The attack came from Zahra Billoo, executive director of the San Francisco chapter of the Council on American Islamic Relations (CAIR), a group with extensive links to foreign and domestic Islamists. It was founded in 1994 by three Middle Eastern extremists (Omar Ahmad, Nihad Awad and Rafeeq Jaber) who ran the American propaganda wing of Hamas, known then as the Islamic Association for Palestine.
In 2008 CAIR was a co-conspirator in a federal terror-finance case involving the Hamas front group Holy Land Foundation. Read more in a Judicial Watch special report that focuses on Muslim charities. Keeping with CAIR’s radical agenda, Billoo has a history of defending terrorists and considers Palestinians who terrorize Israel martyrs engaging in acts of resistance. You’d think her group would appreciate the U.S. military going beyond the call of duty to acknowledge a Muslim’s religious rights. After all, CAIR professes to be the nation’s largest Muslim civil rights group and a “leading advocate for justice and mutual understanding.”
Back to the Pentagon bending over backwards to accommodate certain religions. Under Barack Obama the Department of Defense (DOD) issued a policy allowing service members to display their religious beliefs with prohibited displays such as turbans, piercings, beards, long hair and tattoos.
Under the new rules Muslim service members can request to wear a beard and carry prayer beads, Wiccans, who practice “Magick,” can seek accommodations according to that religion, Jews can get permission to wear a yarmulke while in uniform and Sikhs can have long hair. Tattoos, which are banned on the neck and below elbows or knees, can also be allowed under “religious body art.” This also permits “piercings through the skin or body parts,” unheard of in the military.

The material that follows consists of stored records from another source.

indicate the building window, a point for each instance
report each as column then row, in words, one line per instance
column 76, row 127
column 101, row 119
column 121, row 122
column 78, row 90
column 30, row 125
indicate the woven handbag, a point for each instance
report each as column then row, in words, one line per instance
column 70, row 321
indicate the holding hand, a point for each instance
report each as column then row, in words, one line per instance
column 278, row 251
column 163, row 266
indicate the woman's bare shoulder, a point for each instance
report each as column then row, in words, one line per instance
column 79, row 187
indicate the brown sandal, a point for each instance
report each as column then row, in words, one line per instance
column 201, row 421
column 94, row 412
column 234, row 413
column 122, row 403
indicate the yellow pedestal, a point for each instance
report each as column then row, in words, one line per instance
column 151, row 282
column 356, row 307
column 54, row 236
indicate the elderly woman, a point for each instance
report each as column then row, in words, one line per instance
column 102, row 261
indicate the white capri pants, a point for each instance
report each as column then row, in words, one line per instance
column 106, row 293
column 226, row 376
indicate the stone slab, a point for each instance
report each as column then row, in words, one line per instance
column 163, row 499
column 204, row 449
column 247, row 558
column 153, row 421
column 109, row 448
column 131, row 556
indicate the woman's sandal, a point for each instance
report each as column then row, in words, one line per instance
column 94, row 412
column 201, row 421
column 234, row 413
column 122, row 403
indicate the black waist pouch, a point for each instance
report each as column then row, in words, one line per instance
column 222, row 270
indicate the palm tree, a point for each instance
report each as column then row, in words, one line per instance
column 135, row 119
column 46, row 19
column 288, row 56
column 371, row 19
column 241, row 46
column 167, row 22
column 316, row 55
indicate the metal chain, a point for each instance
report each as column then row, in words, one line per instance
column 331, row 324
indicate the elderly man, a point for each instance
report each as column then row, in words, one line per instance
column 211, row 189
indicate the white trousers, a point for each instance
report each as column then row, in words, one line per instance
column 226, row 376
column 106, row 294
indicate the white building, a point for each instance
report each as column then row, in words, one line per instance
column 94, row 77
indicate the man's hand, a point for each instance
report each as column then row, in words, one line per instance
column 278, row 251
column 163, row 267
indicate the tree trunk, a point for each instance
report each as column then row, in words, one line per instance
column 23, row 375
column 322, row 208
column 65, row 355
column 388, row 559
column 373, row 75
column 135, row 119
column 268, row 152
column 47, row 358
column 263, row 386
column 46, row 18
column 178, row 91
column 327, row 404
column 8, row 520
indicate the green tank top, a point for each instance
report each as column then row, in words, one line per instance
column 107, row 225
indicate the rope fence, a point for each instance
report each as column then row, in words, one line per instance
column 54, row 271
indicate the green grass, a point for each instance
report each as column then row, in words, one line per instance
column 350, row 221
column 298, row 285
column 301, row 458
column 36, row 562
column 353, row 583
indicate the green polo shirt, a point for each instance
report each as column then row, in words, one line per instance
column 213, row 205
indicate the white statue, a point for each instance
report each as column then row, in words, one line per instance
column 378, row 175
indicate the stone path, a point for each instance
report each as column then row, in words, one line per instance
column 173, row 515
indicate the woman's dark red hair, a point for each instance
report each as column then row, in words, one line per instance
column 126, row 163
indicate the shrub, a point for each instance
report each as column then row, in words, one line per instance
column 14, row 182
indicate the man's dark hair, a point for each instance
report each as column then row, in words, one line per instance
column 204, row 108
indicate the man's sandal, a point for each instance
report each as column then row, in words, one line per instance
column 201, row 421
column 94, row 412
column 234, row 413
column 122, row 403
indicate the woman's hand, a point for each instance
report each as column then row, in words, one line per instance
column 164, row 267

It’s all in the name of religious freedom and, more importantly, political correctness.
Under the original military rules, religious apparel, described as articles of clothing worn as part of the doctrinal or traditional observance of the religious faith, was pretty much banned. It is, after all, the military, a “specialized community within the United States governed by a discipline separate from that of the rest of society, the importance of uniformity and adhering to standards.”

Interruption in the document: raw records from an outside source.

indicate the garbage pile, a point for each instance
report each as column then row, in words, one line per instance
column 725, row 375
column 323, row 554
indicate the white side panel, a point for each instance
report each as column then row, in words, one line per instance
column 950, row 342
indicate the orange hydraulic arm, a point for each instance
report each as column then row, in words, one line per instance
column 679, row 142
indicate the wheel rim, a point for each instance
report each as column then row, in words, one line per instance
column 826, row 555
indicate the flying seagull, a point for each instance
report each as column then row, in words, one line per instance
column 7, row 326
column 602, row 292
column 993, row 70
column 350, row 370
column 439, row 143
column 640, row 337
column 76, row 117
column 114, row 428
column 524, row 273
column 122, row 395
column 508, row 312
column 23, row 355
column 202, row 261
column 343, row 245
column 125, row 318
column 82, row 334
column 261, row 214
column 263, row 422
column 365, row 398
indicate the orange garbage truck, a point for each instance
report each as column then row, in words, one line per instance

Compromising its reputation as a bastion of discipline and respect, the military broke with its strict uniform and grooming regulations last year when the Army became the first to permit any solider seeking to wear a religiously mandated beard, hijab or turban in uniform. The Army had already granted several Sikh soldiers temporary appearance waivers to wear turbans while in uniform, but many were forced by lawsuits. Earlier this year the Army issued its first beard waiver to a member of the Norse pagan faith.

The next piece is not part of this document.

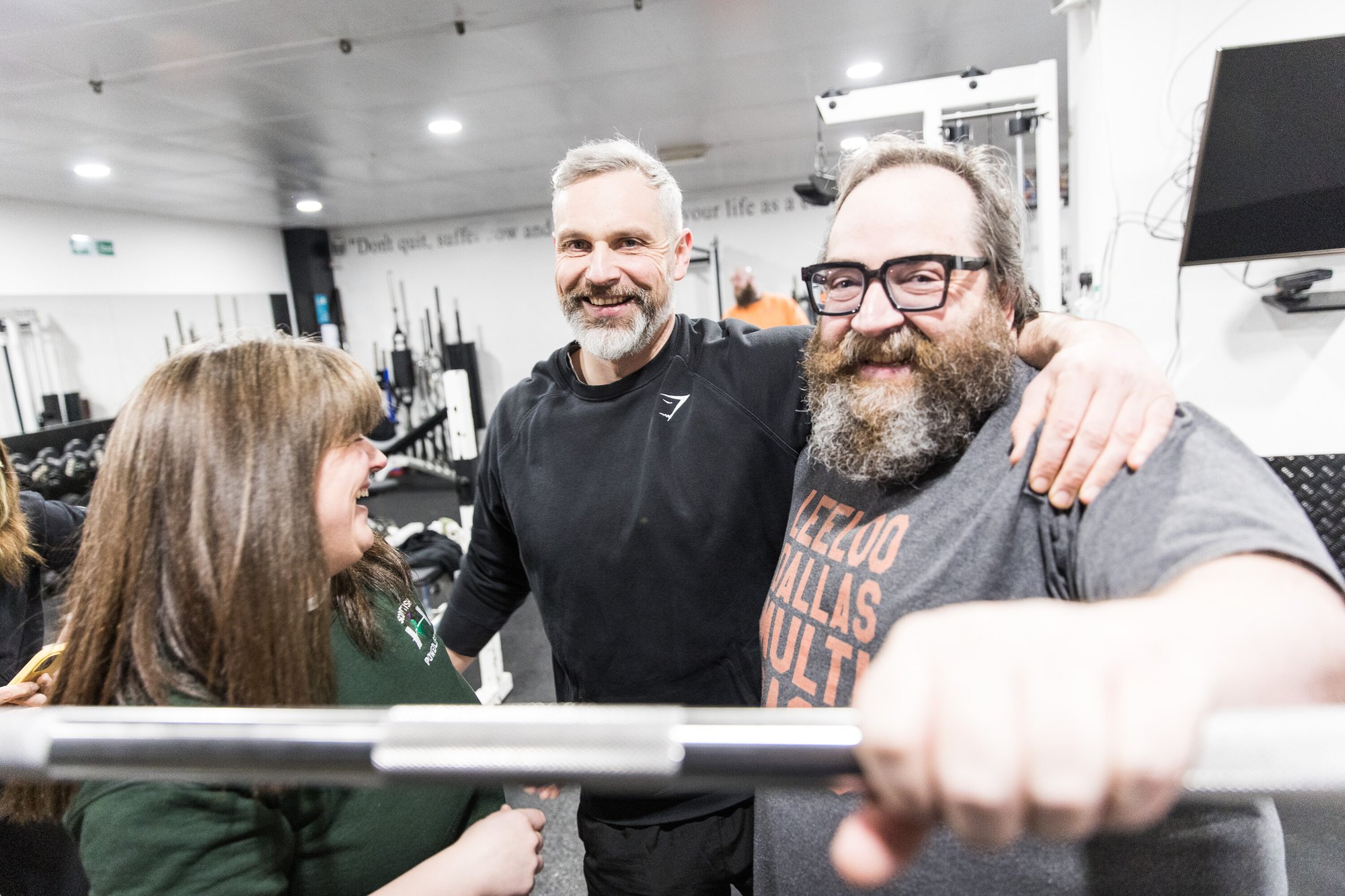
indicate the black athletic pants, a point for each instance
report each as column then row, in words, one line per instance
column 699, row 857
column 40, row 860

Besides Gaitan, five other beard waivers have been issued by the Air Force recently and others are being processed. Gaitan, who is stationed at Travis Air Force Base in northern California, was raised Catholic but got into Islam while deployed in Turkey in 2011. “He continued his pursuit of the faith as he moved on to his next duty station in Hawaii, and ultimately decided to convert,” according to the military news story. It took him around four years to get the beard waiver to keep with his new faith.
The article cites a statement issued by Gaitan saying the following: “A month after I started growing my beard, someone shooed me away with their hand saying very negative things because I was a Muslim. A week later, another person from a different squadron felt comfortable enough to ask me if I had joined ISIS. These two incidents weren’t the only ones. Earlier … someone openly questioned if I was a terrorist.”